“Let go and move on.” This is one universal sentence that most everyone has been told, at least at one point or another. However, it is also one of the most negatively consequential things to say because of its potential to do irreparable harm to the mind.
To move forward and let go of nostalgia requires being stripped of the lore that makes somebody the person that they are. Nostalgia shapes every life, in some ways better than others.
Nostalgia is not a cognitive feature of the mind that begs to be pushed away; it’s an ever-developing story of what has been accomplished, where people have been, and who they are.
People do not benefit from pushing aside and suppressing their yearnings; they benefit from understanding how to carry them forward and using them to achieve greater success.

“Nostalgia shapes my actions day-to-day in a positive way almost because if I remember something from a memory that I remember as not being really good, and I come across the same situation again, I can handle it a bit differently than I once did,” said freshman Isabelle (Izzy) Banks.
Although two things can be true at once. The effect of nostalgia can cause individuals to become desensitized to what is widely considered a negative experience. The COVID-19 pandemic, for example, 67 percent of people aged 16 to 34 report missing some aspects of lockdown, per IPSOS, a public opinion research company. The reason as to what is missed is subjective for each person.
However, using available information and data, it can be ascertained that over seven point one million people unfortunately lost their lives, with the United States being the country impacted the hardest, per the World Health Organization (WHO).
So, what causes people to have illusory views? According to the National Institutes of Health, the brain actively works to suppress the retrieval of unwanted memories.

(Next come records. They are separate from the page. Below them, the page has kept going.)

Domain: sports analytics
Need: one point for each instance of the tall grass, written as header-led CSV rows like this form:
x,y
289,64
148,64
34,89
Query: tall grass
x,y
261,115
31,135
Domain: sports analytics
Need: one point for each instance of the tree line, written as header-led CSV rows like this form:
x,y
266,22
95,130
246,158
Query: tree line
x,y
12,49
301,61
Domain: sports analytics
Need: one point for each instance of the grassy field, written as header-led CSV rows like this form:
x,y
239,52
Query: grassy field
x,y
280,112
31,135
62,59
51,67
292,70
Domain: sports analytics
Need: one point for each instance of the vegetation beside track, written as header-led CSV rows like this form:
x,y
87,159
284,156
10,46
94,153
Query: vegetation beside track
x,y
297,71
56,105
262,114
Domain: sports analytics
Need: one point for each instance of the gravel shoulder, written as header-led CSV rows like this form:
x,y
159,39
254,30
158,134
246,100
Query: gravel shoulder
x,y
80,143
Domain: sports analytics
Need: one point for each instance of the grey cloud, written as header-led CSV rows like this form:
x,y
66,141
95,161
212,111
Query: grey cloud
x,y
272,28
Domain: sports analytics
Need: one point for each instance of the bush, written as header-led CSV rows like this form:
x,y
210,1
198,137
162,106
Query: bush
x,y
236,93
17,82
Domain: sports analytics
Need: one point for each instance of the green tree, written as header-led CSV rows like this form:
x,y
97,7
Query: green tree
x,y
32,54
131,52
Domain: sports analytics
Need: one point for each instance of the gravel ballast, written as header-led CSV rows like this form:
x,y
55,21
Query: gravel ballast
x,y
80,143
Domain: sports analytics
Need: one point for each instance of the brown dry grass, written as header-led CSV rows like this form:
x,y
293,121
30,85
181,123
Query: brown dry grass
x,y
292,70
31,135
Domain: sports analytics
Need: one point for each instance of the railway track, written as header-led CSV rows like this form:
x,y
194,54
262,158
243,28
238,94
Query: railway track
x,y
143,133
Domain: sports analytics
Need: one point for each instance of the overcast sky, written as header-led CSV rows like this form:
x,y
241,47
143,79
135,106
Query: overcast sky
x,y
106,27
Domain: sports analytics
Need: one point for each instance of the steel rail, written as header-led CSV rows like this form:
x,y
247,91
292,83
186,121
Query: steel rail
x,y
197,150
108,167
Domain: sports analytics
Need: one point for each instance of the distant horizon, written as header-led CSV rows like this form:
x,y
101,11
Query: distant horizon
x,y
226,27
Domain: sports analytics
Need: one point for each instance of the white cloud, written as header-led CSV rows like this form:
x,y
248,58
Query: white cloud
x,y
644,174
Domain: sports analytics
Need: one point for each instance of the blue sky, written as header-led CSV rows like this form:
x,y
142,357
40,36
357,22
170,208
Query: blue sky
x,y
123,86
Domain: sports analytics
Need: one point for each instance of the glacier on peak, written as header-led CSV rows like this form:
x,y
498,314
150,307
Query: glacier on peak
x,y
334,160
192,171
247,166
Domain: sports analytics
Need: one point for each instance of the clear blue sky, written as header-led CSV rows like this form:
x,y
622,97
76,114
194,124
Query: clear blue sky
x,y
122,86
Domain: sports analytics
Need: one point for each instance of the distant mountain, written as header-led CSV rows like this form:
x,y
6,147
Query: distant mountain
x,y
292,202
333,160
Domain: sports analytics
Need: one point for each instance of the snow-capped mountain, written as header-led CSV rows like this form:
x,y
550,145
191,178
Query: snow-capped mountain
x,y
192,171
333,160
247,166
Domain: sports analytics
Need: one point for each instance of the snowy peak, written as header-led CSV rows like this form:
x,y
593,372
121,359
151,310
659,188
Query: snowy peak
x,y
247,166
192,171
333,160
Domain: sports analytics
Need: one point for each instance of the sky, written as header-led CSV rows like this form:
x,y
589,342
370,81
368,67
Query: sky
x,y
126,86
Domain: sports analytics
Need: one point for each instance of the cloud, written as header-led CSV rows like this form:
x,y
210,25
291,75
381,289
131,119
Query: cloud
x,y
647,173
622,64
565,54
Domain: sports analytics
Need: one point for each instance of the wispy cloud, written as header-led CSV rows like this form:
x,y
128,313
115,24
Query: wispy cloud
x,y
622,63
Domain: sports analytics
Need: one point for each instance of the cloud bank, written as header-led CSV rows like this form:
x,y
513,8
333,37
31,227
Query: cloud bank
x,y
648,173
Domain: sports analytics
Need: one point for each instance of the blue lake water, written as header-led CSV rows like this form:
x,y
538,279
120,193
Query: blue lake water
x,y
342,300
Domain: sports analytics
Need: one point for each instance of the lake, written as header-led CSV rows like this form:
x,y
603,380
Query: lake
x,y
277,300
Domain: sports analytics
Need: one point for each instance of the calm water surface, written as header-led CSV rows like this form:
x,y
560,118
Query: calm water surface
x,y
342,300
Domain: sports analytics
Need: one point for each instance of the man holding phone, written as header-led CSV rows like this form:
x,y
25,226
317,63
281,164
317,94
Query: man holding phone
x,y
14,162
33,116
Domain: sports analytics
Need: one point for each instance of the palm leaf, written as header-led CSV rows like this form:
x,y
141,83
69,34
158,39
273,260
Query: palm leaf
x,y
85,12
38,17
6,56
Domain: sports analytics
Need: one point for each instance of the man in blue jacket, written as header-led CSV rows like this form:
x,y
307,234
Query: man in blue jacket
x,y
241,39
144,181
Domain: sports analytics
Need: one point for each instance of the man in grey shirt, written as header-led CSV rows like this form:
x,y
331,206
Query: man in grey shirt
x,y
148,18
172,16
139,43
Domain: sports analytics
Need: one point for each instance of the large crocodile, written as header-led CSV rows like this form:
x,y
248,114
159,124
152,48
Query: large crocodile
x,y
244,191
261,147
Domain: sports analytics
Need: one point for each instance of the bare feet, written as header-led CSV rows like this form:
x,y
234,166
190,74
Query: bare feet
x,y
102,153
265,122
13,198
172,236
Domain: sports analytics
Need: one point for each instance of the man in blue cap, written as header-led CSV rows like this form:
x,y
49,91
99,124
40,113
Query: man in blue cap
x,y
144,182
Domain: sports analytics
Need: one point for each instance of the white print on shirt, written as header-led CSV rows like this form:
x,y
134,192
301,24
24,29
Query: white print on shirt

Pair that with many people being in their most formative years, and then suddenly, there is an overwhelming amount of distorted accounts of what happened. This is not by choice because the brain is actually designed to do such things.
Everyone feels nostalgia in unique ways, and what triggers the feeling differs from person to person. “I don’t as much think about nostalgia, but I feel nostalgia. I have really strong feelings of happiness if I remember something happy, and I get giddy,” said Banks.
In the end, nostalgia is not something that is meant to be overcome; it is an opportunity to become a better person and to achieve any goal, regardless of what they pertain to. Nostalgia should be held onto, not dismissed.